Granfield’s contribution didn’t end with the suggestion for reconfiguration. Innately she understood this family’s love for their home and surmised they would want to enjoy it for as long as they were able. “I worked closely with the architect to come up with a plan that would take into account the need for universal design,” Granfield says. “So we made sure that the doors were wide enough to accommodate a wheelchair if that became a consideration later in life. Or that it would be easy to get from the car into the house.” Paula confirms Granfield’s foresight and her ability to implement common-sense design. “I thought they were all good ideas, like when we were in our eighties. I just didn’t think it would happen so soon.”

The close relationship Granfield has built with the couple has earned her a unique sense of trust that has successfully driven countless design decisions. “Christine has been amazing,” Paula says. “She did such a fantastic job, right down to the drawer and cabinet pulls. There wasn’t one detail that she didn’t think of, and it is all perfect. She absolutely knew what I like, better than I knew.”  

“My style of design is not to push what I like on somebody,” Granfield explains. “So when I go out and shop for clients, I literally try to see it through their eyes, and imagine I am living their life.” She also has a fresh take on the choices a homeowner makes regarding the items in their home when she says: “Every part of every house should be the homeowners’ favorite item. Every chair should be really comfortable and make the homeowner smile, every couch should be really comfortable and call to the homeowner from across the room. Why not? There is no reason to have any part of your house that doesn’t work right and be what you want.”

A perfect illustration of Granfield’s philosophy is the effect of the remodel on the home’s small backyard. At the end of the “tunnel” Granfield and the homeowner acknowledge as the hallway that led from the front door, past the downstairs bedrooms to a nondescript back door in the old design, Granfield’s new design has a sleek new glass exterior door. The door, with a maintenance-free blind sandwiched between the glass, has now become a bullseye that beckons visitors to venture into the previously underutilized, narrow backyard. The modest space has sprung to life with new landscaping, a comfortable seating area and an exquisite glass fire pit.

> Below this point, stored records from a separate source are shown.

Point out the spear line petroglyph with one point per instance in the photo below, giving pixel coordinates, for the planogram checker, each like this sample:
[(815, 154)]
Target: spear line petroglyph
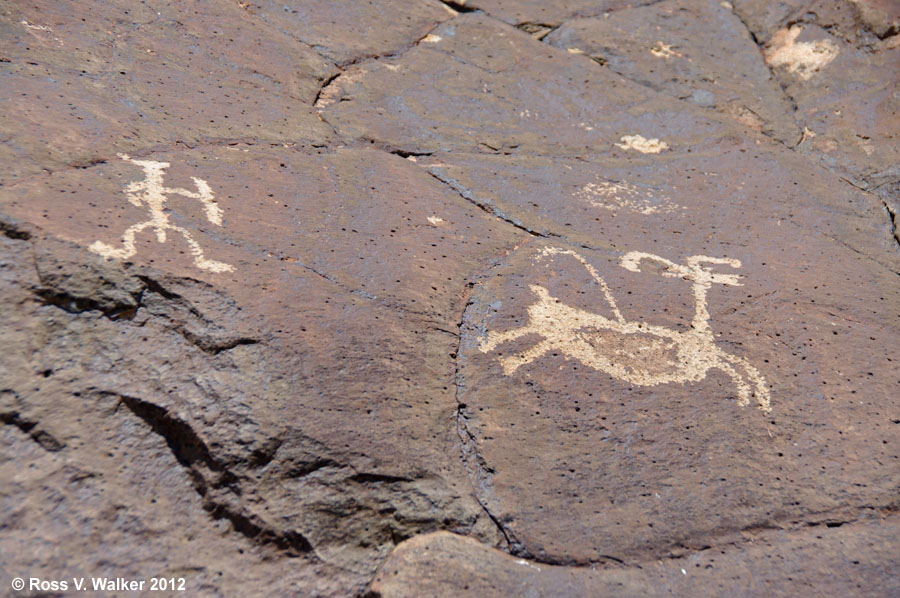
[(151, 192), (636, 352)]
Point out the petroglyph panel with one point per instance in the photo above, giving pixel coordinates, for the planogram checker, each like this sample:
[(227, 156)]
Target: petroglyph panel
[(637, 352), (151, 193)]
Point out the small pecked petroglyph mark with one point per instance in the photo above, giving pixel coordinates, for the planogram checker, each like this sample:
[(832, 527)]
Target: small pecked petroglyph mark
[(613, 196), (151, 192), (661, 50), (642, 144), (803, 59), (636, 352)]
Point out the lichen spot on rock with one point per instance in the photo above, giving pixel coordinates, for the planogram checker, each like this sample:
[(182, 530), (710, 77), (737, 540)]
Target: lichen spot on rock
[(641, 144), (803, 59)]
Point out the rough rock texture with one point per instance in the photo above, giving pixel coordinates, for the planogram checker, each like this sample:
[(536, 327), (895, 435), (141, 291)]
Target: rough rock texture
[(480, 298), (696, 51), (818, 560)]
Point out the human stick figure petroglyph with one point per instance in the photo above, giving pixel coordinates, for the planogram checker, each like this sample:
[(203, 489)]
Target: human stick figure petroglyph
[(151, 192), (636, 352)]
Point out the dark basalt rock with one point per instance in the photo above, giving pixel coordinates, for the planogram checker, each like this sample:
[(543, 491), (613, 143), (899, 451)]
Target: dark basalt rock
[(480, 298)]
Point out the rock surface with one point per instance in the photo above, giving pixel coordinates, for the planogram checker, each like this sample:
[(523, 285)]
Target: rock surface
[(478, 298)]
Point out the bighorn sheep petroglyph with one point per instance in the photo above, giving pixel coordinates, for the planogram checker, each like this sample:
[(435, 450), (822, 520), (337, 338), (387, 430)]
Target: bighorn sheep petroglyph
[(636, 352)]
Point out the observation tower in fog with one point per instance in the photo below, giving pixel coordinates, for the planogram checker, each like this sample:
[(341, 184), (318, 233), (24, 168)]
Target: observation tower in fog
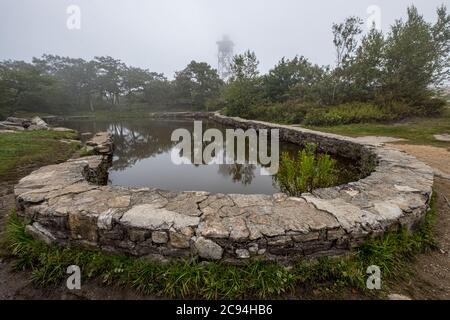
[(224, 57)]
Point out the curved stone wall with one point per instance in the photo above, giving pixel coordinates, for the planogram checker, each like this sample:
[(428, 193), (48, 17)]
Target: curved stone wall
[(67, 205)]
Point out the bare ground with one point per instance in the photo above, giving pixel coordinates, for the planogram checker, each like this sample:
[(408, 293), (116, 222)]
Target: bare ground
[(431, 271)]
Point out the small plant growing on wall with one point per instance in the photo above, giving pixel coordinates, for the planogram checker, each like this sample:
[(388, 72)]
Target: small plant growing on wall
[(308, 171)]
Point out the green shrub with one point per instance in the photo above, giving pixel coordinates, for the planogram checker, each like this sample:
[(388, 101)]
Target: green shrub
[(291, 111), (309, 171), (355, 113)]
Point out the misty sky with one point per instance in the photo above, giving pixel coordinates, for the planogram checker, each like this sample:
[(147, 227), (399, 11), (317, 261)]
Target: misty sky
[(165, 35)]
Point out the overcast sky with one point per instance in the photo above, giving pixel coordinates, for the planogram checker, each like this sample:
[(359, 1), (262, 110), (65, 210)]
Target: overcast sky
[(165, 35)]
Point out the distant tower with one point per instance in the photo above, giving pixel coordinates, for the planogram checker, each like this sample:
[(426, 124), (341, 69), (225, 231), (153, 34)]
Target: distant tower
[(225, 57)]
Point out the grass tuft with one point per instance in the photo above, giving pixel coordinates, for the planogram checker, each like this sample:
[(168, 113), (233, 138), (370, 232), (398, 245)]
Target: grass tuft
[(217, 280)]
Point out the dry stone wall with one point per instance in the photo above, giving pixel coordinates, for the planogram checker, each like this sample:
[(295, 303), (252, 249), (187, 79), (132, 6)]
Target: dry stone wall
[(67, 204)]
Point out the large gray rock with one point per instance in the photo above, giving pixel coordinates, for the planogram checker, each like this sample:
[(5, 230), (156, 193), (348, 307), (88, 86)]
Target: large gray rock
[(208, 249), (153, 217)]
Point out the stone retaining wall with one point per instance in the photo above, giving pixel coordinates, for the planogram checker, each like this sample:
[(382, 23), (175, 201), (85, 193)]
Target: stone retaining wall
[(66, 207)]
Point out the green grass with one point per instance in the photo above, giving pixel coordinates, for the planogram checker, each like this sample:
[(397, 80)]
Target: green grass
[(22, 149), (306, 172), (417, 131), (194, 279)]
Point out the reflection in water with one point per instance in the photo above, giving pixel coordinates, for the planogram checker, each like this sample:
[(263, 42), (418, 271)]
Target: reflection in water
[(142, 159), (243, 173)]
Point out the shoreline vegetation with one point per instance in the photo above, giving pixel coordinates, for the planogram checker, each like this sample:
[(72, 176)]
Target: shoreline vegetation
[(193, 279), (378, 78), (389, 84)]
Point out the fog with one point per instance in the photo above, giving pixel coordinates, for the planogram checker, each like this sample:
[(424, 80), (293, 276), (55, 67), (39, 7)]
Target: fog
[(164, 36)]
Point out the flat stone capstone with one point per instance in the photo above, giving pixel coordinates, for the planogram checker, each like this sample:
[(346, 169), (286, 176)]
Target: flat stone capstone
[(70, 203)]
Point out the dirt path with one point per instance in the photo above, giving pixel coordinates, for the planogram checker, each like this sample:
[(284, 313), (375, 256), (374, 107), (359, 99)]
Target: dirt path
[(431, 271)]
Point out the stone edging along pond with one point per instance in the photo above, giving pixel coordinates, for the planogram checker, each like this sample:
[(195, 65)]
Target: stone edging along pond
[(69, 203)]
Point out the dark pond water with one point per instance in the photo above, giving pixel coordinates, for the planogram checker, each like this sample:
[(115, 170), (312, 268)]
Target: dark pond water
[(142, 158)]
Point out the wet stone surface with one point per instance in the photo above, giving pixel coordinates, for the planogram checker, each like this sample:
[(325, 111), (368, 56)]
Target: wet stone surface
[(69, 203)]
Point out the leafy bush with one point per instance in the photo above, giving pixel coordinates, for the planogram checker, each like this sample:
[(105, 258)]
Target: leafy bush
[(291, 111), (355, 113), (309, 171)]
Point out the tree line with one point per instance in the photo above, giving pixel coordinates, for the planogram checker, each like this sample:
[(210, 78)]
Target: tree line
[(394, 73)]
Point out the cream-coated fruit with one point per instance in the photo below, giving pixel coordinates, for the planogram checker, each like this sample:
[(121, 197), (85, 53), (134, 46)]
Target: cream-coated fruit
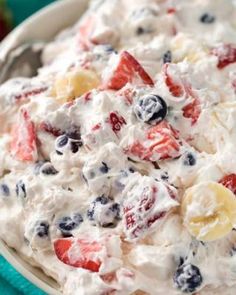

“I am so happy that Steve and Paula and their entire family now have a forever house. A place where they can be comfortable and safe. There is so much natural light now. They have plenty of room to entertain; they use the outside now, which they never did. It just all came together really well and at just the right time,” says Granfield.

Steve’s health has improved steadily and his recovery is strong. He says: “This project was never about ‘What can we do to get the most out of this house when we sell it?’ It has always been about ‘How can we make this house exactly what we want now?’”

Sometimes you just have to turn things on their head to straighten them out.